Optimal Quality and Efficiency in Adaptive Live Streaming with JND-Aware Low latency Encoding

TL;DR

The paper tackles the problem of maintaining low-latency in HTTP adaptive live streaming while maximizing perceptual quality and resource efficiency. It introduces JALE, a JND-aware encoding scheme that jointly predicts per-representation encoder presets and CPU thread counts using content-aware features and a target encoding speed $s_T$, plus a JND-based representation elimination to remove perceptually redundant ladder items using thresholds $v_T$ and $v_J$. JALE uses three components—video complexity feature extraction, joint preset/thread prediction via random forests, and perceptual redundancy elimination—to adapt encoding parameters at segment level. Empirical results show JALE yields an average PSNR gain of $1.32$ dB and VMAF gain of $5.38$ at the same bitrate, along with substantial storage ($72.70\%$), thread ($63.83\%$), and encoding time ($37.87\%$) reductions for a JND of $v_J=6$, demonstrating improved quality and efficiency for live streaming using the $x265$ HEVC encoder on the HLS bitrate ladder.

Abstract

In HTTP adaptive live streaming applications, video segments are encoded at a fixed set of bitrate-resolution pairs known as bitrate ladder. Live encoders use the fastest available encoding configuration, referred to as preset, to ensure the minimum possible latency in video encoding. However, an optimized preset and optimized number of CPU threads for each encoding instance may result in (i) increased quality and (ii) efficient CPU utilization while encoding. For low latency live encoders, the encoding speed is expected to be more than or equal to the video framerate. To this light, this paper introduces a Just Noticeable Difference (JND)-Aware Low latency Encoding Scheme (JALE), which uses random forest-based models to jointly determine the optimized encoder preset and thread count for each representation, based on video complexity features, the target encoding speed, the total number of available CPU threads, and the target encoder.

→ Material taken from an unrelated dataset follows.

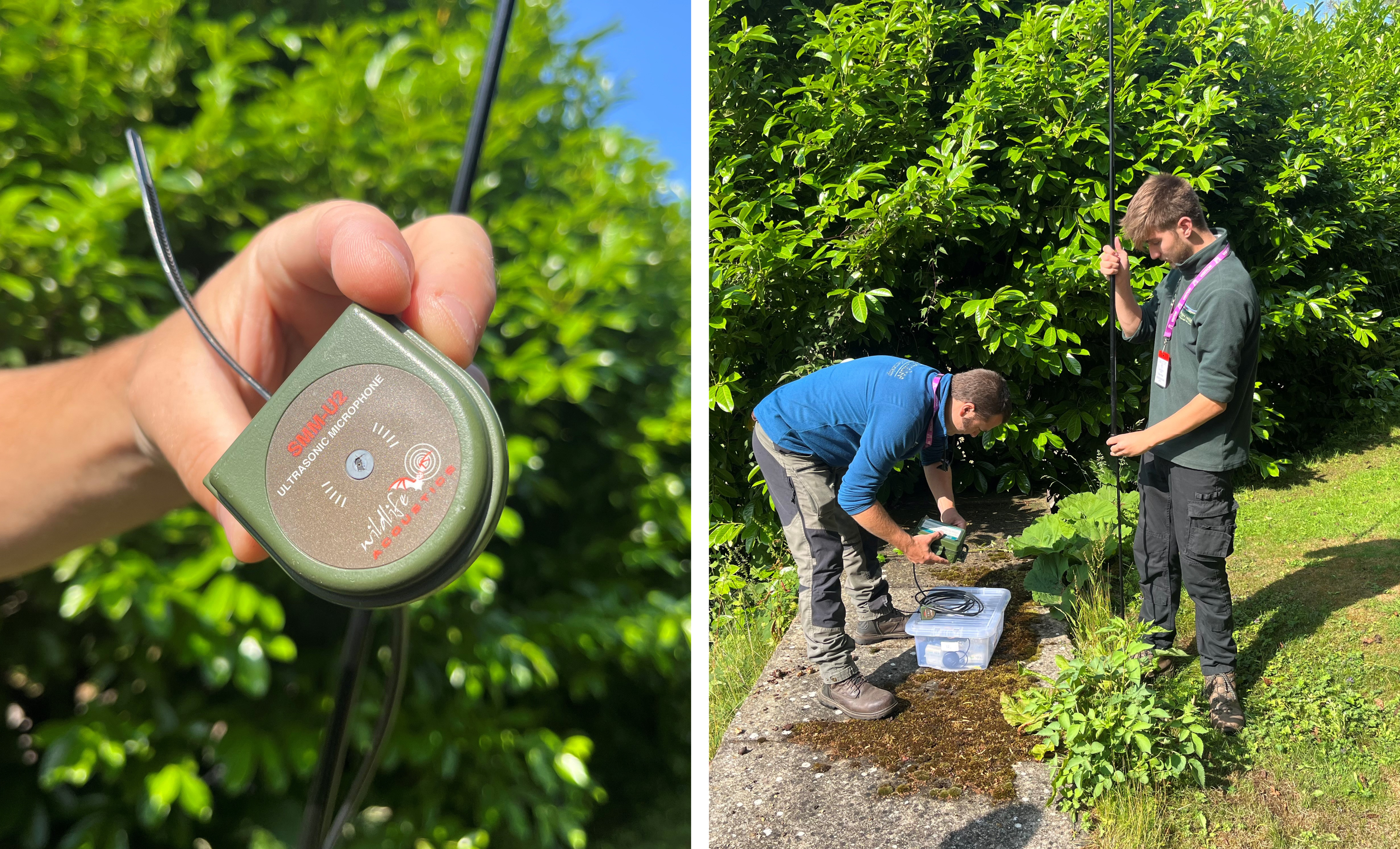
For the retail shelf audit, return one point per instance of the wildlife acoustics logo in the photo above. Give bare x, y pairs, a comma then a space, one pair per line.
420, 463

Experimental results show that, on average, JALE yield a quality improvement of 1.32 dB PSNR and 5.38 VMAF points with the same bitrate, compared to the fastest preset encoding of the HTTP Live Streaming (HLS) bitrate ladder using x265 HEVC open-source encoder with eight CPU threads used for each representation. These enhancements are achieved while maintaining the desired encoding speed. Furthermore, on average, JALE results in an overall storage reduction of 72.70 %, a reduction in the total number of CPU threads used by 63.83 %, and a 37.87 % reduction in the overall encoding time, considering a JND of six VMAF points.

Figures (5)

• Figure 1: The encoding speed of each representation in HLS bitrate ladder HLS_ladder_ref for the Wood_s000 sequence VCD_ref using ultrafast preset of x265 x265_ref using 4, 8, and 16 CPU threads for each representation.
• Figure 2: Live encoding using JALE envisioned in this paper.
• Figure 3: $(\hat{n}, \hat{p})$ look-up table used in the experimental validation of this paper.
• Figure 4: Results for each representation in JALE. JND-based representation elimination is not considered in these plots.
• Figure 5: Rate-distortion (RD) curves of representative sequences (segments) for DefaultHLS_ladder_ref encoding (blue line), CAPS ($c=8$) caps_ref encoding (red line), compared to JALE ($v_{\text{J}}$=6).